For the past 3 months, I have felt like I’ve been tight roping between two worlds. In July, I interned for Environmental Ethics and soon came running back to join Montana Afoot and Afloat (thanks, Matt!). Exploring Montana landscapes with a tight knit community of extremely thoughtful and lovely human beings feels like pure magic; wonder-filled, it seems like a separate realm where we get to live out our most central hopes and dreams for our lives, showing up exactly how we were born to be, held and supported by both the land and each other. Because (let’s be honest) when you’re crouched in lightning position with hail pelting your back, you have no choice but to show up exactly as you are. And when you watch the full moon rise and illuminate the Missouri River, her limbs extending to greet your face so firmly, your shadow appears and whatever words escape your lips in that moment have never been more true.
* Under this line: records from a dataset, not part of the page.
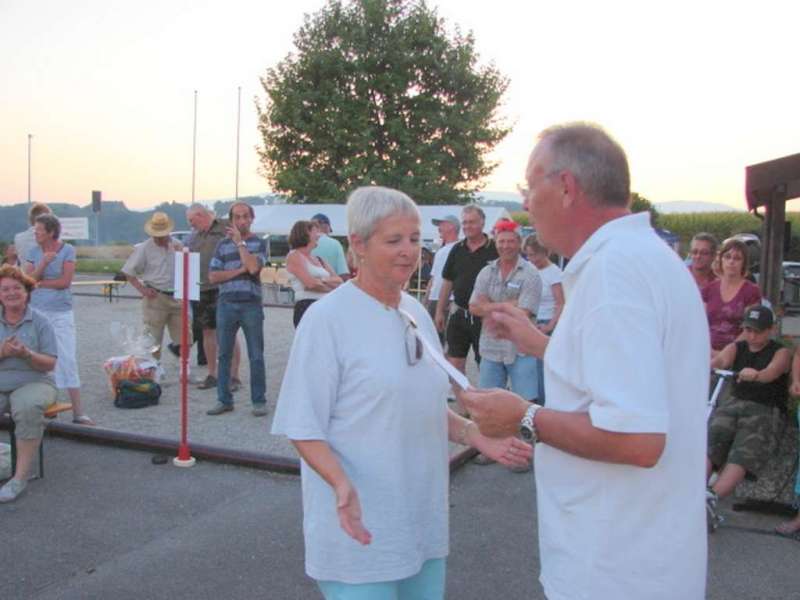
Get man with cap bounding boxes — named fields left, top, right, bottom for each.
left=14, top=202, right=53, bottom=264
left=206, top=202, right=267, bottom=417
left=186, top=203, right=242, bottom=391
left=434, top=204, right=498, bottom=373
left=427, top=215, right=461, bottom=343
left=311, top=213, right=350, bottom=280
left=706, top=304, right=791, bottom=531
left=122, top=211, right=191, bottom=358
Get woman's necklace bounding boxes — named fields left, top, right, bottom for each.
left=353, top=277, right=396, bottom=310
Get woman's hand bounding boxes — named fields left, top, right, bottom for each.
left=334, top=480, right=372, bottom=546
left=471, top=433, right=533, bottom=467
left=3, top=335, right=31, bottom=359
left=737, top=367, right=758, bottom=381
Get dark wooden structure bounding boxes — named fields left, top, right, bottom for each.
left=745, top=154, right=800, bottom=306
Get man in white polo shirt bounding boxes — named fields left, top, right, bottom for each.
left=427, top=215, right=461, bottom=343
left=460, top=123, right=709, bottom=600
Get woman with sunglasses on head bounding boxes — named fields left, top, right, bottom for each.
left=273, top=187, right=531, bottom=600
left=700, top=239, right=761, bottom=356
left=286, top=221, right=342, bottom=327
left=24, top=213, right=95, bottom=425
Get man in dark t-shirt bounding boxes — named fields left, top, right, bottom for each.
left=706, top=304, right=791, bottom=531
left=436, top=204, right=498, bottom=373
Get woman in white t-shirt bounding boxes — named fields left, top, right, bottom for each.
left=272, top=187, right=532, bottom=600
left=523, top=233, right=564, bottom=405
left=286, top=221, right=342, bottom=327
left=24, top=213, right=95, bottom=425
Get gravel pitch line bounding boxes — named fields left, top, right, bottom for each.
left=67, top=286, right=477, bottom=457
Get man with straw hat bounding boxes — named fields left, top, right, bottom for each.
left=122, top=211, right=191, bottom=358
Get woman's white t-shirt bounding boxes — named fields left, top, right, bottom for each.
left=272, top=282, right=449, bottom=583
left=288, top=254, right=331, bottom=300
left=536, top=263, right=562, bottom=321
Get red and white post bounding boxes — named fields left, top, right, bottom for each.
left=172, top=248, right=197, bottom=467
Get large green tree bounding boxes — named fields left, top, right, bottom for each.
left=257, top=0, right=509, bottom=204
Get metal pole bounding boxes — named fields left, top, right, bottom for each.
left=172, top=248, right=195, bottom=467
left=192, top=90, right=197, bottom=204
left=28, top=133, right=33, bottom=204
left=235, top=86, right=242, bottom=201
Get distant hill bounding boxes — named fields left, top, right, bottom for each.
left=475, top=191, right=522, bottom=212
left=0, top=192, right=522, bottom=246
left=0, top=196, right=272, bottom=246
left=655, top=201, right=745, bottom=215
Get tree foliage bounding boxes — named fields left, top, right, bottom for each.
left=631, top=192, right=661, bottom=227
left=257, top=0, right=509, bottom=204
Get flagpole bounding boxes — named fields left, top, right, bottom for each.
left=192, top=90, right=197, bottom=204
left=236, top=86, right=242, bottom=201
left=28, top=133, right=33, bottom=204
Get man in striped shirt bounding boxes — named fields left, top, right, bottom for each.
left=206, top=202, right=267, bottom=417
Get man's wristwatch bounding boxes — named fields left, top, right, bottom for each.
left=519, top=403, right=542, bottom=444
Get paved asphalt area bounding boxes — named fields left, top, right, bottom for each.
left=0, top=433, right=800, bottom=600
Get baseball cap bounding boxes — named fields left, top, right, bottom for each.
left=742, top=304, right=775, bottom=331
left=431, top=215, right=461, bottom=227
left=311, top=213, right=333, bottom=231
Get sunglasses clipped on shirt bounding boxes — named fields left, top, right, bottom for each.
left=397, top=310, right=423, bottom=367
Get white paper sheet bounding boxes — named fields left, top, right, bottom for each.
left=173, top=252, right=200, bottom=300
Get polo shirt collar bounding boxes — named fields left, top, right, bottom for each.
left=461, top=233, right=492, bottom=252
left=488, top=255, right=522, bottom=273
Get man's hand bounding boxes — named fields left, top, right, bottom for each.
left=483, top=303, right=549, bottom=358
left=3, top=335, right=29, bottom=358
left=225, top=225, right=242, bottom=246
left=334, top=481, right=372, bottom=546
left=472, top=434, right=533, bottom=467
left=433, top=310, right=444, bottom=332
left=453, top=386, right=530, bottom=437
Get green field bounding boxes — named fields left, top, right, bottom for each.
left=75, top=258, right=125, bottom=275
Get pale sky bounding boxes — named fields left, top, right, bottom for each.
left=0, top=0, right=800, bottom=209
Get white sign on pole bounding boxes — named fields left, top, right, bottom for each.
left=173, top=252, right=200, bottom=300
left=58, top=217, right=89, bottom=240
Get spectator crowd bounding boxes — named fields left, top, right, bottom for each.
left=0, top=125, right=800, bottom=598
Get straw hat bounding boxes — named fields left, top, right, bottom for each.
left=144, top=211, right=175, bottom=237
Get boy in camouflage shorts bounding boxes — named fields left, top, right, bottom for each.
left=706, top=305, right=791, bottom=531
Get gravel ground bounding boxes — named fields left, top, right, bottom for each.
left=67, top=286, right=477, bottom=456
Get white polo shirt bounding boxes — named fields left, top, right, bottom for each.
left=535, top=213, right=709, bottom=600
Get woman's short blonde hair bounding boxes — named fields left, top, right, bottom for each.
left=0, top=265, right=36, bottom=300
left=714, top=238, right=750, bottom=277
left=347, top=185, right=422, bottom=241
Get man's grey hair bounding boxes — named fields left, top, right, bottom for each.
left=186, top=202, right=214, bottom=215
left=461, top=204, right=486, bottom=223
left=347, top=186, right=421, bottom=240
left=692, top=231, right=719, bottom=254
left=539, top=122, right=631, bottom=207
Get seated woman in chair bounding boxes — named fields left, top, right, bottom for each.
left=0, top=265, right=57, bottom=502
left=706, top=304, right=791, bottom=531
left=775, top=346, right=800, bottom=542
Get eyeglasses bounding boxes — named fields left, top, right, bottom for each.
left=397, top=311, right=423, bottom=367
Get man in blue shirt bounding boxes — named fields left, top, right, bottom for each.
left=206, top=202, right=267, bottom=417
left=311, top=213, right=350, bottom=281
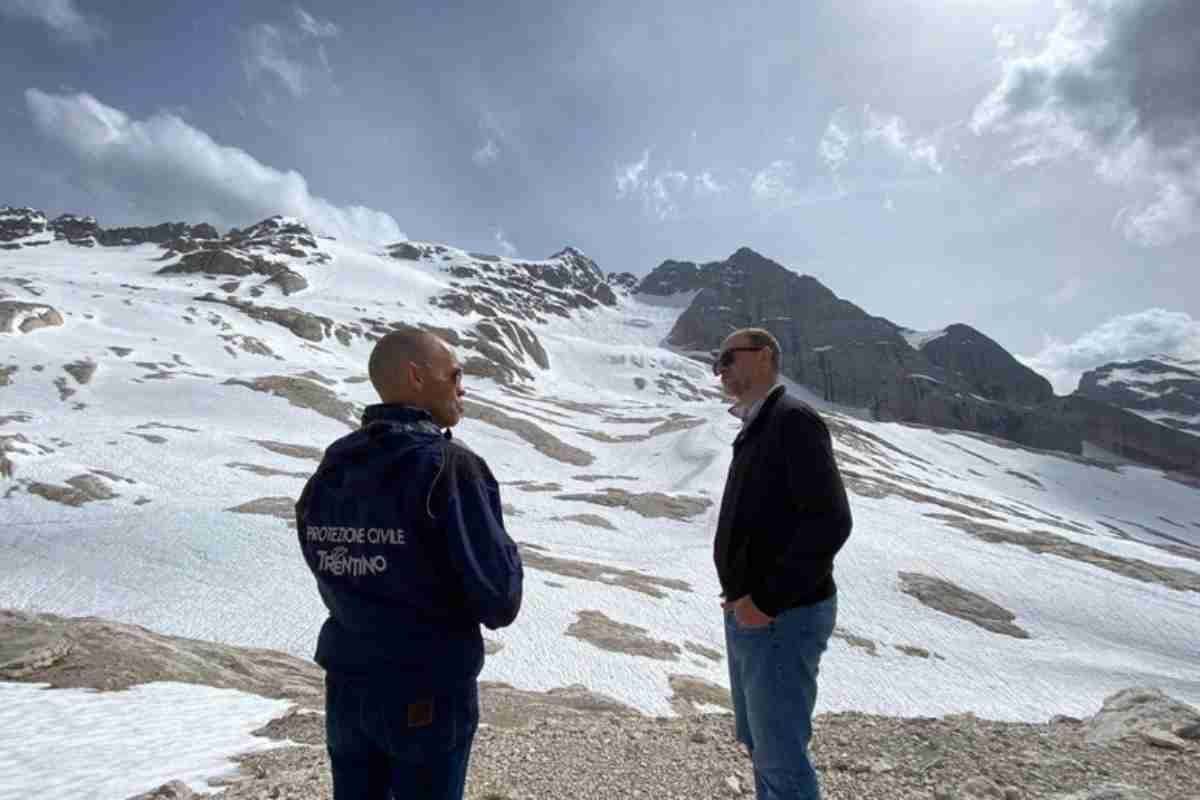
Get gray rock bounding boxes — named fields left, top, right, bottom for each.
left=920, top=325, right=1054, bottom=405
left=388, top=241, right=424, bottom=261
left=899, top=572, right=1030, bottom=639
left=1084, top=686, right=1200, bottom=744
left=0, top=300, right=62, bottom=333
left=1042, top=393, right=1200, bottom=476
left=1050, top=783, right=1158, bottom=800
left=638, top=247, right=1082, bottom=453
left=0, top=609, right=324, bottom=700
left=156, top=249, right=254, bottom=276
left=0, top=205, right=48, bottom=248
left=1075, top=356, right=1200, bottom=437
left=130, top=781, right=198, bottom=800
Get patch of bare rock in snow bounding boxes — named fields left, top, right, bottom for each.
left=0, top=610, right=1200, bottom=800
left=126, top=688, right=1200, bottom=800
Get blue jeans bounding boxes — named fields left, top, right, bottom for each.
left=725, top=595, right=838, bottom=800
left=325, top=673, right=479, bottom=800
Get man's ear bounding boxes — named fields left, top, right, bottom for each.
left=404, top=361, right=425, bottom=389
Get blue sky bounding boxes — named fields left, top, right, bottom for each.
left=0, top=0, right=1200, bottom=391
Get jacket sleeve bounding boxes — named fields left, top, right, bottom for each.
left=750, top=409, right=852, bottom=616
left=440, top=447, right=524, bottom=630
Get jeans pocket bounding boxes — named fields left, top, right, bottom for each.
left=382, top=687, right=479, bottom=762
left=379, top=697, right=456, bottom=763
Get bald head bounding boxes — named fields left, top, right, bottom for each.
left=367, top=327, right=445, bottom=403
left=367, top=327, right=467, bottom=428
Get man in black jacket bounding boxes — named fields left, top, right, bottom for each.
left=296, top=330, right=522, bottom=800
left=713, top=329, right=851, bottom=800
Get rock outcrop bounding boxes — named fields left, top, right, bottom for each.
left=919, top=324, right=1054, bottom=405
left=1075, top=355, right=1200, bottom=437
left=0, top=205, right=54, bottom=249
left=0, top=300, right=62, bottom=333
left=1043, top=393, right=1200, bottom=476
left=638, top=247, right=1082, bottom=453
left=388, top=241, right=632, bottom=384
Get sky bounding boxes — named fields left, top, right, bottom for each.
left=0, top=235, right=1200, bottom=734
left=0, top=0, right=1200, bottom=392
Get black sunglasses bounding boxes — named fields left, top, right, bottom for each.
left=713, top=347, right=764, bottom=375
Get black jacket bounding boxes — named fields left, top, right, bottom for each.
left=713, top=386, right=851, bottom=616
left=296, top=404, right=523, bottom=693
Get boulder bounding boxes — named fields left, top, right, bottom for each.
left=1075, top=355, right=1200, bottom=437
left=0, top=205, right=48, bottom=248
left=1042, top=393, right=1200, bottom=476
left=155, top=249, right=256, bottom=276
left=638, top=247, right=1082, bottom=453
left=920, top=325, right=1054, bottom=405
left=1084, top=686, right=1200, bottom=745
left=0, top=300, right=62, bottom=333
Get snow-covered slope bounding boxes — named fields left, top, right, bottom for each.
left=1076, top=355, right=1200, bottom=435
left=0, top=225, right=1200, bottom=738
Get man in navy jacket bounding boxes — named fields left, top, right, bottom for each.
left=296, top=330, right=523, bottom=800
left=713, top=329, right=851, bottom=800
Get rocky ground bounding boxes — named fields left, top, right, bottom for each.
left=136, top=693, right=1200, bottom=800
left=0, top=609, right=1200, bottom=800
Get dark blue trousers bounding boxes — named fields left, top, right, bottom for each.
left=325, top=673, right=479, bottom=800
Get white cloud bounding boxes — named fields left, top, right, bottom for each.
left=292, top=6, right=342, bottom=38
left=617, top=150, right=650, bottom=197
left=616, top=150, right=728, bottom=222
left=470, top=139, right=500, bottom=167
left=0, top=0, right=108, bottom=44
left=647, top=170, right=691, bottom=221
left=863, top=107, right=942, bottom=174
left=816, top=106, right=946, bottom=201
left=692, top=169, right=728, bottom=197
left=1020, top=308, right=1200, bottom=395
left=750, top=161, right=798, bottom=207
left=991, top=25, right=1021, bottom=53
left=817, top=116, right=850, bottom=172
left=242, top=6, right=341, bottom=97
left=25, top=89, right=404, bottom=242
left=470, top=110, right=508, bottom=167
left=493, top=228, right=517, bottom=258
left=242, top=23, right=308, bottom=97
left=972, top=0, right=1200, bottom=247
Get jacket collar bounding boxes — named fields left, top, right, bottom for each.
left=362, top=403, right=450, bottom=439
left=733, top=384, right=786, bottom=447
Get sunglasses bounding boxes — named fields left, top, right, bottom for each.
left=713, top=347, right=764, bottom=375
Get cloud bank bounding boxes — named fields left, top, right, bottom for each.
left=972, top=0, right=1200, bottom=247
left=241, top=6, right=341, bottom=97
left=817, top=106, right=944, bottom=185
left=1019, top=308, right=1200, bottom=395
left=25, top=89, right=404, bottom=243
left=616, top=150, right=728, bottom=222
left=0, top=0, right=108, bottom=44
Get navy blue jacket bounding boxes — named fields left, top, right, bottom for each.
left=296, top=404, right=523, bottom=696
left=713, top=386, right=852, bottom=616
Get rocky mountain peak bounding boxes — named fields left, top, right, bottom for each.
left=0, top=205, right=53, bottom=249
left=548, top=246, right=605, bottom=283
left=229, top=213, right=314, bottom=240
left=1075, top=354, right=1200, bottom=435
left=920, top=323, right=1054, bottom=405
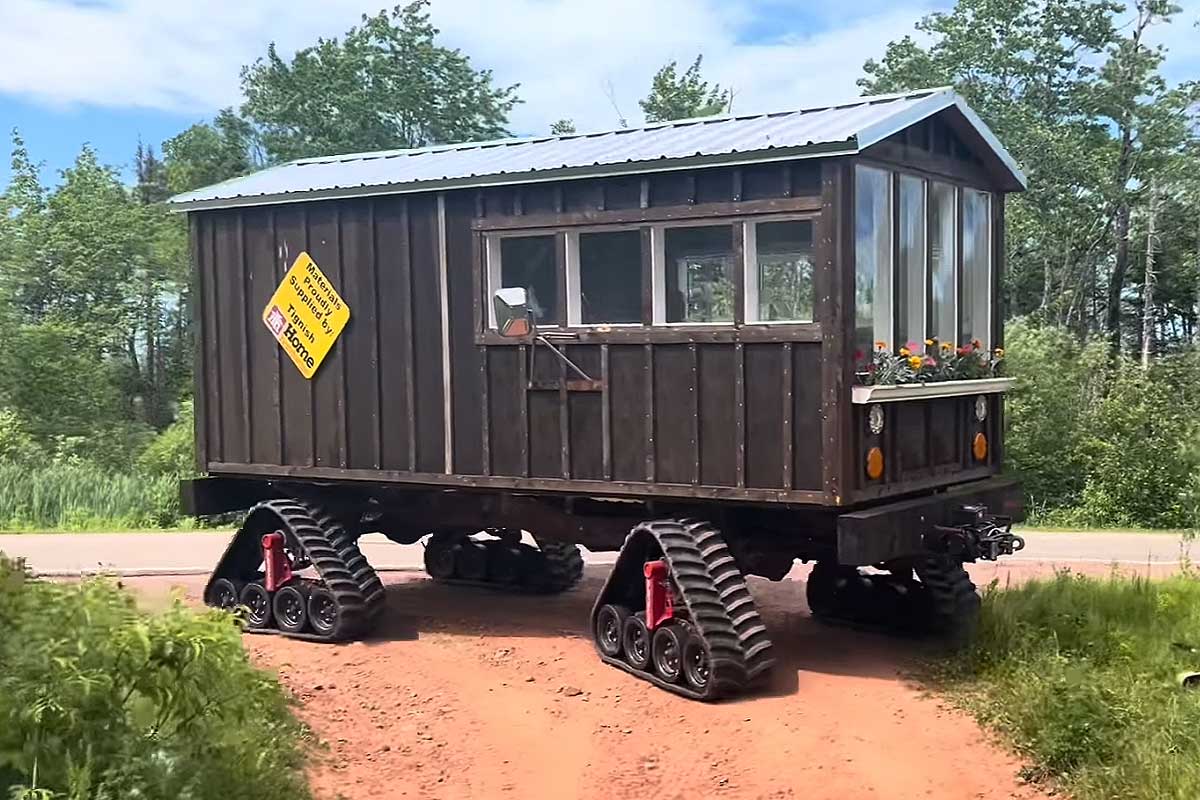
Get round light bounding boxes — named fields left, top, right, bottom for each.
left=976, top=395, right=988, bottom=422
left=866, top=403, right=883, bottom=435
left=866, top=447, right=883, bottom=481
left=971, top=433, right=988, bottom=461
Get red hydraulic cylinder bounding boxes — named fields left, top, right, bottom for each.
left=642, top=559, right=674, bottom=631
left=263, top=530, right=292, bottom=591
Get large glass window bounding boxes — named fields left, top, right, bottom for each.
left=487, top=235, right=563, bottom=325
left=854, top=167, right=893, bottom=353
left=960, top=190, right=991, bottom=348
left=896, top=175, right=925, bottom=347
left=570, top=230, right=642, bottom=325
left=929, top=181, right=959, bottom=344
left=664, top=225, right=736, bottom=324
left=746, top=219, right=812, bottom=323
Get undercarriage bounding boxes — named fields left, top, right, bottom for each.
left=194, top=479, right=1024, bottom=700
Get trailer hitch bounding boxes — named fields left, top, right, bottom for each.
left=931, top=505, right=1025, bottom=561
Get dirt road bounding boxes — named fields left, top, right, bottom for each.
left=126, top=567, right=1043, bottom=800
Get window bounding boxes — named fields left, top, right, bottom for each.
left=662, top=225, right=736, bottom=324
left=487, top=234, right=563, bottom=326
left=960, top=190, right=991, bottom=348
left=895, top=175, right=926, bottom=345
left=929, top=181, right=959, bottom=344
left=746, top=219, right=812, bottom=323
left=568, top=229, right=642, bottom=325
left=854, top=167, right=893, bottom=353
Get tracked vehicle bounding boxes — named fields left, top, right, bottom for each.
left=174, top=90, right=1024, bottom=699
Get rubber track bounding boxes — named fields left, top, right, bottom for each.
left=592, top=519, right=774, bottom=700
left=205, top=499, right=383, bottom=642
left=917, top=555, right=982, bottom=639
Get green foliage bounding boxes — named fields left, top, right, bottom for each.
left=0, top=556, right=310, bottom=800
left=940, top=572, right=1200, bottom=800
left=241, top=0, right=518, bottom=161
left=162, top=108, right=260, bottom=194
left=0, top=463, right=184, bottom=530
left=1004, top=323, right=1200, bottom=528
left=637, top=55, right=731, bottom=122
left=137, top=401, right=196, bottom=476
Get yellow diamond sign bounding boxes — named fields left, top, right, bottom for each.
left=263, top=253, right=350, bottom=378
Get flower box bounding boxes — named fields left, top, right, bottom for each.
left=851, top=378, right=1016, bottom=405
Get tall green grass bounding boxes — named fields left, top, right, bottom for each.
left=0, top=464, right=184, bottom=530
left=938, top=572, right=1200, bottom=800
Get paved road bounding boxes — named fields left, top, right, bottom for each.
left=0, top=533, right=1188, bottom=576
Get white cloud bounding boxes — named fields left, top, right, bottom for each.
left=0, top=0, right=931, bottom=132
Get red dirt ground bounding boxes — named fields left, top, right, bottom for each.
left=117, top=567, right=1106, bottom=800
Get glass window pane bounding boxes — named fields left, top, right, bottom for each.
left=665, top=225, right=734, bottom=323
left=960, top=190, right=991, bottom=348
left=854, top=167, right=894, bottom=353
left=896, top=175, right=925, bottom=347
left=580, top=230, right=642, bottom=325
left=929, top=182, right=958, bottom=344
left=499, top=236, right=563, bottom=325
left=755, top=219, right=812, bottom=323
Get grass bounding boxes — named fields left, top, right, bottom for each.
left=934, top=571, right=1200, bottom=800
left=0, top=464, right=190, bottom=531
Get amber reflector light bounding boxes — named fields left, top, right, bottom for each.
left=866, top=447, right=883, bottom=481
left=971, top=433, right=988, bottom=461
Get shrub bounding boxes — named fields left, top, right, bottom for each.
left=0, top=558, right=308, bottom=800
left=941, top=572, right=1200, bottom=800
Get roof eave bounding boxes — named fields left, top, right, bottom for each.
left=167, top=138, right=860, bottom=212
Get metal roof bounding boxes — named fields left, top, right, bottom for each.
left=170, top=88, right=1025, bottom=210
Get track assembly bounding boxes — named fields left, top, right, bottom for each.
left=425, top=530, right=583, bottom=595
left=204, top=499, right=384, bottom=642
left=592, top=519, right=774, bottom=700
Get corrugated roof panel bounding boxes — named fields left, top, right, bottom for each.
left=170, top=89, right=1024, bottom=209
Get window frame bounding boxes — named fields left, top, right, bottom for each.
left=740, top=211, right=821, bottom=327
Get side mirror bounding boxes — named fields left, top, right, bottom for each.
left=492, top=287, right=534, bottom=339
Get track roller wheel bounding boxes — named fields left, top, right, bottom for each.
left=593, top=603, right=629, bottom=658
left=455, top=539, right=487, bottom=581
left=239, top=581, right=272, bottom=628
left=204, top=578, right=241, bottom=612
left=650, top=622, right=688, bottom=684
left=683, top=633, right=709, bottom=692
left=425, top=534, right=458, bottom=581
left=622, top=612, right=652, bottom=672
left=308, top=587, right=338, bottom=637
left=271, top=584, right=308, bottom=633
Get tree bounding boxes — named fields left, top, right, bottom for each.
left=162, top=108, right=263, bottom=193
left=241, top=0, right=518, bottom=161
left=637, top=55, right=732, bottom=122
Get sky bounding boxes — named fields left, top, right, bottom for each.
left=0, top=0, right=1200, bottom=186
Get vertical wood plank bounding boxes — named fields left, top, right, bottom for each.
left=396, top=198, right=416, bottom=473
left=733, top=342, right=746, bottom=487
left=517, top=344, right=532, bottom=477
left=642, top=344, right=656, bottom=483
left=238, top=210, right=254, bottom=462
left=688, top=342, right=703, bottom=486
left=600, top=344, right=612, bottom=481
left=269, top=207, right=284, bottom=464
left=781, top=342, right=796, bottom=489
left=187, top=211, right=209, bottom=473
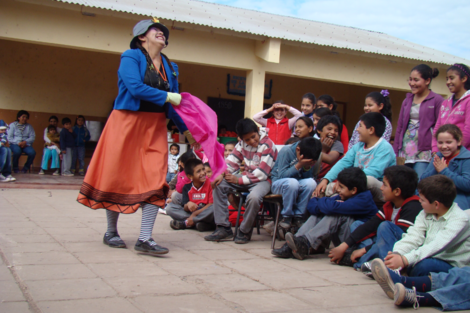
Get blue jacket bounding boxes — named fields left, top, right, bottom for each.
left=307, top=190, right=378, bottom=222
left=73, top=125, right=90, bottom=147
left=60, top=128, right=77, bottom=151
left=114, top=49, right=188, bottom=133
left=8, top=122, right=36, bottom=146
left=271, top=142, right=313, bottom=183
left=324, top=138, right=397, bottom=182
left=420, top=146, right=470, bottom=210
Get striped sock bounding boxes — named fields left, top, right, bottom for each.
left=106, top=210, right=119, bottom=236
left=139, top=203, right=158, bottom=241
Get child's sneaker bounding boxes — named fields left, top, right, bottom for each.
left=361, top=262, right=374, bottom=278
left=5, top=175, right=16, bottom=182
left=170, top=220, right=186, bottom=230
left=370, top=258, right=395, bottom=299
left=394, top=283, right=421, bottom=310
left=134, top=238, right=169, bottom=254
Whenever I come back into the front country, I feel completely disorientated. Everything is loud and moving so fast. We walk past each other without truly seeing one another. I become paralyzed standing in the grocery aisle, spending 15 minutes choosing peanut butter. It feels strange to me that this all used to feel normal, that I didn’t question why we allow consumption to govern our lives, why we create our separate worlds from nature, building barriers and distractions to keep out the world in which we came. And this dichotomy is the problem, right? If we don’t see ourselves as part of nature, how will we ever solve our ecological crisis?
Ending my time in the field feels like walking head-on into the fog. As a recent college graduate, I have felt terrified of navigating this so-called ‘real-world’. How will I find something that feels as beautiful and true as being on course makes me feel? How can I possibly bridge this gap between backcountry experiences and the issues we need to address, to align our lives with ecological systems? Essentially, how do I rid this separateness in myself and carry that knowing forward into my life and work?
By the end of my time in the field, I felt less afraid. As I returned to society, many beautiful learnings from the field emerged with me. They have given me hope to connect these two worlds, carrying all the WRFI magic I’ve discovered into the next chapter of my life. Here are just a few:
- Everything is defined relationally. I am, because you are, because we are. When we harm the earth, we harm ourselves. When we uplift and empower each other, we lift our own spirits. Community is not just important, it is essential. When we see that we (humans, animals, plants, water, soil, space dust) are all connected, we see that every action has rebounding and rippling effects, simultaneously having an impact beyond our imagination and affecting our own central being.
- Stillness. When I am still, I am able to truly listen. Whether it’s the rustling of cottonwood leaves along the Missouri, or sandhill cranes in Paradise Valley, living outside reminds us of the life continuum. Life has been happening for billions of years before us and will continue after us. Our problems are likely not that unique at all. And the answers we seek already exist, embedded in the systems and patterns spiraling from the beginning of time. Nature is speaking to us–can we be still and listen?
- Biophilia. Love for life. Surrounded by students and instructors who carry a genuine joy for life is a gift that keeps expanding. Joy isn’t just an aspect of who we are, it becomes the medium in which we move through every action. Mid-morning dance parties, pausing class to bird watch, staying up late to stargaze, playing tag to warm up on frosty mornings, watching prairie dogs sunbathe, dyeing each other’s hair in the Lewistown laundromat (sorry Mom and Dad, my hair is now purple), laughing at the same jokes over dinner each night, hiking in watercolors and cribbage even though our packs are full. When joy is the default, it becomes gratitude. How lucky are we to exist in this absurdity of the universe? And gratitude translates to responsibility; a commitment to care for each other, for all members of the earth.
Back in the Snowies, we followed the fogline to the summit, linked hands and raised our faces to howl at the sky, laughing as rain and wind howled back at us. On our descent down, the most peculiar thing happened. The dense fog had shifted sides completely. What was once obscured revealed itself to be a spectacular view of more mountains and valleys. No longer was it the possible end of the world, but a continuation of a landscape we had come to love. Meanwhile, the path we had taken up had become barely visible. But we were unafraid. We knew this way, this land. After all, it was where we came from.